To stay slim, lay off the alcohol

Marian Kassis

Lets face it, both fitness and alcohol seem to be at the top of our priority list this day in age, whether it be staying fit to keep up with the latest fashions or drinking to get into the party scene. However, the two do not do each other mercy.

Alcohol is loaded with calories. Even the “light” drinks are not so light. Not to say that your everyday non-alcoholic beverages are not just as bad, but for the sake of this article, we’re going to stick to alcohol. Here are a few of the top-sellers and their nutrition facts:

So you may think that cutting down on food when drinking can somewhat serve as a wash; more calorie intake here, less calorie intake there. Unfortunately, that’s not the way it works.

Drinking does not satisfy your hunger. If anything, it does just the opposite. Alcohol lowers blood sugar levels and when sugar level reduces, it sends signals to the brain that you are hungry. Therefore, what follows shortly after a drink or two is the term commonly known as the “drinking munchies.”

Eating a proper meal before you drink will line your stomach and slow the rate at which alcohol is absorbed into the bloodstream, which may help you avoid the infamous “beer belly.” The beer belly is actually caused by a more complicated effect that alcohol has on the body’s metabolic system.

Surprisingly, less than 5 percent of the alcohol consumed is stored as fat. However, it is the other 95 percent that should be of concern.

Simply put, the body uses whatever you feed it as a source of fuel to burn for energy. Alcohol reduces the amount of fat the body burns because it puts all the fat aside and starts burning the acetate that the alcohol produces as its main source for fuel.

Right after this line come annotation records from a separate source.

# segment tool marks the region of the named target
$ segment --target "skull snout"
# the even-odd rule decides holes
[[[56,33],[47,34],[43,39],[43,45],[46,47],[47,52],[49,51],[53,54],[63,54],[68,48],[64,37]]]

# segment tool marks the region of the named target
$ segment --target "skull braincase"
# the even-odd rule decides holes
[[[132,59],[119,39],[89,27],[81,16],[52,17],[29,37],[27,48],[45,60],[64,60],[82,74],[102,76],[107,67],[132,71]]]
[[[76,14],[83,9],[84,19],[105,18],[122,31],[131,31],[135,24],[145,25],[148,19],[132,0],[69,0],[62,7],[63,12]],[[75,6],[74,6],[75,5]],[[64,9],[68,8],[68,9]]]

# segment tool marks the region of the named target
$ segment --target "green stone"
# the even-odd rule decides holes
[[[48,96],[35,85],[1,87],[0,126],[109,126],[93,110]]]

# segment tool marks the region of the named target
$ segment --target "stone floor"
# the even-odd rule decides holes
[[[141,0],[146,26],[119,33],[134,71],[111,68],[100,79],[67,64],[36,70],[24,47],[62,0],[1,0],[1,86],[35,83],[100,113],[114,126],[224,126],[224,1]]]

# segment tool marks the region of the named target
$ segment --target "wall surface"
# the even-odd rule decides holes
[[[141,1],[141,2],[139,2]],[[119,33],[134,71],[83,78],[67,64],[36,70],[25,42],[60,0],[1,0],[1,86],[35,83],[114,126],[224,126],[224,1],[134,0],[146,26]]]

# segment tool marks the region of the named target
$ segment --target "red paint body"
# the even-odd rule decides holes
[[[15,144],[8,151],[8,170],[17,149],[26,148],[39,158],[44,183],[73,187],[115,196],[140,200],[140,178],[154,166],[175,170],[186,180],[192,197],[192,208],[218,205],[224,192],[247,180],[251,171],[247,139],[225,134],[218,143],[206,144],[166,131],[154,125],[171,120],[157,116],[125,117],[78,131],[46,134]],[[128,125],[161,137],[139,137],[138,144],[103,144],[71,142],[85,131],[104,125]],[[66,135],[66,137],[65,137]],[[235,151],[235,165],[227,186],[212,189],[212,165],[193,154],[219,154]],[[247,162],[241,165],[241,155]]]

The Alcohol and Tobacco Tax and Trade Bureau of the U.S Department of the Treasury (TTB) issued Notice No. 73 on July 31, 2007, proposing a rule that would require mandatory labeling of nutrition facts on all alcoholic beverages. Comments about the proposed rule are due in January of 2008.

All in all, everything in moderation will not do much harm. It is always good to know what you are putting into your body and the effects it may have on it.

Taking precautions or choosing the right foods to eat should be looked at as more of a lifestyle then a “diet” of any kind.